Single by Gary Allan

from the album See If I Care
- Released: June 21, 2004
- Recorded: 2003
- Genre: Country
- Length: 3:32
- Label: MCA Nashville
- Songwriters: Byron Hill Brice Long Odie Blackmon
- Producers: Mark Wright Gary Allan

Gary Allan singles chronology
| "Songs About Rain" (2003) | "Nothing On but the Radio" (2004) | "Best I Ever Had" (2005) |

= Nothing On but the Radio =

"Nothing On but the Radio" is a song written by Byron Hill, Odie Blackmon, and Brice Long and recorded by American country music artist Gary Allan. It was released in June 2004 as the third and last single from Allan's 2003 album See If I Care. The song became Allan's third number one hit on the U.S. Billboard Hot Country Songs chart in December 2004, and it would be his last until "Every Storm (Runs Out of Rain)" reached that position in 2013. The song also peaked at number 32 on the U.S. Billboard Hot 100 chart. The song even won an ASCAP Award for being among the most performed country songs of 2005. The song was later included on Allan's Greatest Hits album.

==Content==
The narrator talks about dancing with his lover with "nothing on but the radio".

==Critical reception==
Deborah Evans Price of Billboard magazine reviewed the song favorably, calling the lyric a "light and breezy look at the beginnings of a new relationship. It's nothing deep, just frisky and fun." She goes on to say that the lead guitar starts the song and the melody "immediately catches listeners' attention-and the steel guitar and fiddle-laced production set the perfect stage for Allan's country-boy vocal."

==Chart performance==
"Nothing On but the Radio" debuted at number 52 on the U.S. Billboard Hot Country Songs for the week of June 26, 2004.
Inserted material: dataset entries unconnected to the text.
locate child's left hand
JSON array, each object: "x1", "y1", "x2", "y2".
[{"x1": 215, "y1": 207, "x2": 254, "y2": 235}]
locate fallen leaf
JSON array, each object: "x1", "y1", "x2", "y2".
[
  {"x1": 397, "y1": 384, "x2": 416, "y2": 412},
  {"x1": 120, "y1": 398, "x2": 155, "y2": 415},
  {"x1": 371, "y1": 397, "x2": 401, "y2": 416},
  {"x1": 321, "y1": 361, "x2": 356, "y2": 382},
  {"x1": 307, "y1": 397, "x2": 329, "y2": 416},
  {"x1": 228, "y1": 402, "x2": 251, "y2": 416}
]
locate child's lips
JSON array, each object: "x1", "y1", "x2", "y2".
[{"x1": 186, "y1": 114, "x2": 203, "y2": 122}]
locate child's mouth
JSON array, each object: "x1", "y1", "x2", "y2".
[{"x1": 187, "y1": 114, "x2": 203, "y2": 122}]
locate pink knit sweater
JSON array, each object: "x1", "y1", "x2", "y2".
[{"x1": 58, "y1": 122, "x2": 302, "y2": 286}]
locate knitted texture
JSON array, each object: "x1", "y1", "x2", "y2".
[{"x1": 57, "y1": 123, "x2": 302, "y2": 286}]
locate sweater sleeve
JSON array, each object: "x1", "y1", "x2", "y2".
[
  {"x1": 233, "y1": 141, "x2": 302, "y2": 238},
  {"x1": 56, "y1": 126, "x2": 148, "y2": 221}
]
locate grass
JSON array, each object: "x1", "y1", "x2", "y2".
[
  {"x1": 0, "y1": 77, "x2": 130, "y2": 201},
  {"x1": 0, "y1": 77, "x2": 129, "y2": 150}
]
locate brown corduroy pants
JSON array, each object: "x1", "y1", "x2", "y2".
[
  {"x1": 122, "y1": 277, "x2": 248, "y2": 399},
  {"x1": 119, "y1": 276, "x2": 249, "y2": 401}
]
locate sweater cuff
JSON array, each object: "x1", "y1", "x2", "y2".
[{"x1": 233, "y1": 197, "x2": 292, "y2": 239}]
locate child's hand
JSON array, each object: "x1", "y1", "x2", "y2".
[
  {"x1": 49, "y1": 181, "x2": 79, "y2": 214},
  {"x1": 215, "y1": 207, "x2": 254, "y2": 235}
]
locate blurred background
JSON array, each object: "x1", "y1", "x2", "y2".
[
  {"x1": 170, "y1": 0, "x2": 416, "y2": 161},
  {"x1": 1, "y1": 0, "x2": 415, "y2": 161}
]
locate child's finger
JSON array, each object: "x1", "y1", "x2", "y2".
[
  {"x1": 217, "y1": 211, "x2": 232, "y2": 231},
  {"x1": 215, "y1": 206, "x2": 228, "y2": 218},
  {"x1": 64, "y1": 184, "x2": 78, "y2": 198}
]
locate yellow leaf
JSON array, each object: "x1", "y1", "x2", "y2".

| Chart (2004–2005) | Peak position |
|---|---|
| Canada Country (Radio & Records) | 6 |
| US Hot Country Songs (Billboard) | 1 |
| US Billboard Hot 100 | 32 |

===Year-end charts===

| Chart (2004) | Position |
|---|---|
| US Country Songs (Billboard) | 40 |

| Chart (2005) | Position |
|---|---|
| US Country Songs (Billboard) | 52 |

==Certifications==

| Region | Certification | Certified units/sales |
| United States (RIAA) | Gold | 500,000^{‡} |
^{‡} Sales+streaming figures based on certification alone.